Primary untreated late‐stage tumors are only beginning to be understood, Dr. Lee explained, and one thing he is doing is working with the Department of Defense and Department of Veterans Affairs to compare them to treatment‐resistant disease over time.10 Is there something to learn about the difference between late‐stage tumors only first being discovered and late‐stage tumors that have resisted prior treatment, or are these two kinds of disease always fundamentally the same? More study may reveal interesting insights that get us closer to understanding what that steam table for cancer might look like—but Dr. Lee isn't yet convinced we can get there soon. We are just starting to chip away at the multidimensionality of cancer, to find simple dimensions we can understand enough to take them off the table, and reduce the vast space that is still a black box.
The Data Problem
A huge problem in figuring out the contours of that black box—and we'll talk about this more in the next chapter—is the lack of usefulness of much of the clinical trial data we have, simply bec
ause it's not perfectly clean, or perfectly able to be integrated with the other data sources we have.

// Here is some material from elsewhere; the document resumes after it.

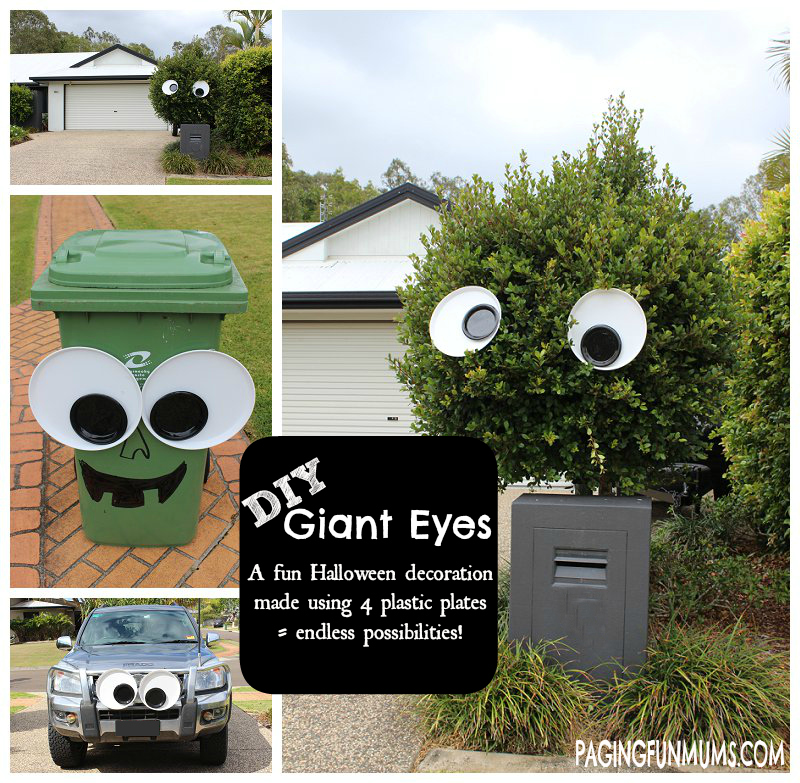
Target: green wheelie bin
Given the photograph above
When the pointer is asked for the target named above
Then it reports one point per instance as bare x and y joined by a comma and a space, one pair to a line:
139, 389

Clinical trial data needs to be better leveraged, because it is our greatest hope right now for making breakthroughs and understanding the progression of disease. Dr. Lee talks about the difficulty of matching patients to each other—in trying to find similar patients who may have similar outcomes—when the data is inconsistent, or when some data comes from a real‐world data set and other data emerges from a clinical trial.
There is a danger, he fears, that patients believe a clinical trial is always a better answer for them, when it's not always true that clinical trial therapy produces better outcomes than the standard of care. We forget that a good percentage of patients follow a trajectory that matches the expectations of the standard of care therapy. The big question is whether we can better identify the patients who won't follow that trajectory, the ones whose disease won't behave as we hope and expect and won't have the results with the standard of care therapy that we anticipate. Can we use data to find those patients prospectively instead of only realizing that they are outliers after the fact, when we look back on their courses of treatment and disease?

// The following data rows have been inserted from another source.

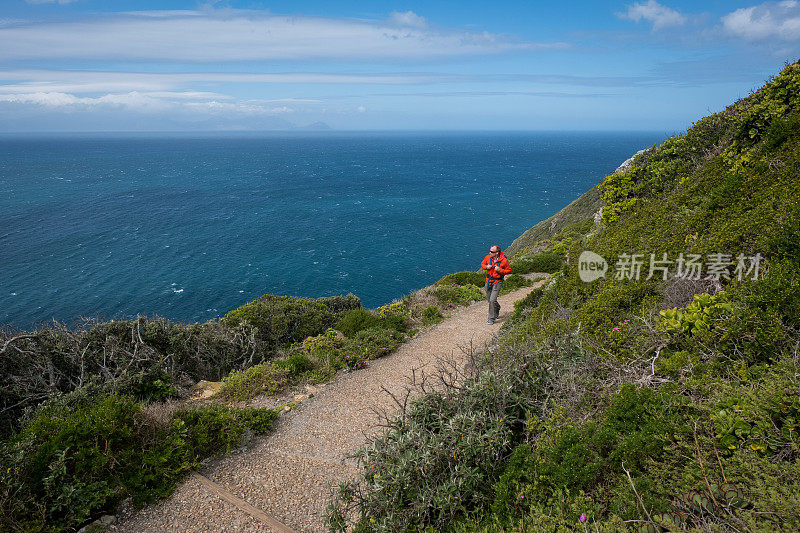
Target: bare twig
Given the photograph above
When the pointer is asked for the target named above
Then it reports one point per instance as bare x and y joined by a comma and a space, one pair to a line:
630, 480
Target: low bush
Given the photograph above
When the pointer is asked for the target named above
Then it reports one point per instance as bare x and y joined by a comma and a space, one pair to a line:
326, 350
431, 315
523, 307
458, 294
543, 262
375, 342
143, 357
296, 363
464, 278
355, 320
282, 320
80, 454
514, 282
341, 303
267, 378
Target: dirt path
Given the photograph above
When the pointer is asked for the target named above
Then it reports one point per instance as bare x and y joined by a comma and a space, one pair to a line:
285, 477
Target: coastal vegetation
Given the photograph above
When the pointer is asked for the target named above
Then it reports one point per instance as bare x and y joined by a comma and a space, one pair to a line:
660, 396
100, 412
644, 400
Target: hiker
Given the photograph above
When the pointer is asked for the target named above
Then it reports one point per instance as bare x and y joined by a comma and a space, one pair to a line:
496, 266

The answer for how to create our steam tables of the future, Dr. Lee emphasizes, is better data, more data, more and more of those layers of our layer cake, analyzed at a higher and higher frequency.

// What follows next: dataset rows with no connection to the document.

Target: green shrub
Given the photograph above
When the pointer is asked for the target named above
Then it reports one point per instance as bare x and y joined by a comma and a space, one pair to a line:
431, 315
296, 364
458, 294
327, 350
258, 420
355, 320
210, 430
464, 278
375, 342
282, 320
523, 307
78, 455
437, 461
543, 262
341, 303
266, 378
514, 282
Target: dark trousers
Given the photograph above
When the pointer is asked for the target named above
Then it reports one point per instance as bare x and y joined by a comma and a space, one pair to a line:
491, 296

From Wellness to Illness—and Back Again
Another thing we can often forget as we think about steam tables and phase transitions is that it's not just the transition from wellness to illness—the initial treat‐versus‐don't‐treat decision—that matters. It's also the transition—hopefully—back to wellness once the treatment is complete. And that is where we have a lot of work to do. How do we know when we can consider patients “cured” and back to a wellness state, especially with something like cancer? If a problem re‐emerges years later, it is often very hard to figure out if it's a new‐onset cancer or if it relates back in some way to the original. We don't have a good way right now of cataloging the data we need to make those judgments and build those steam tables. It's easy to think about, but not so easy to put into practice.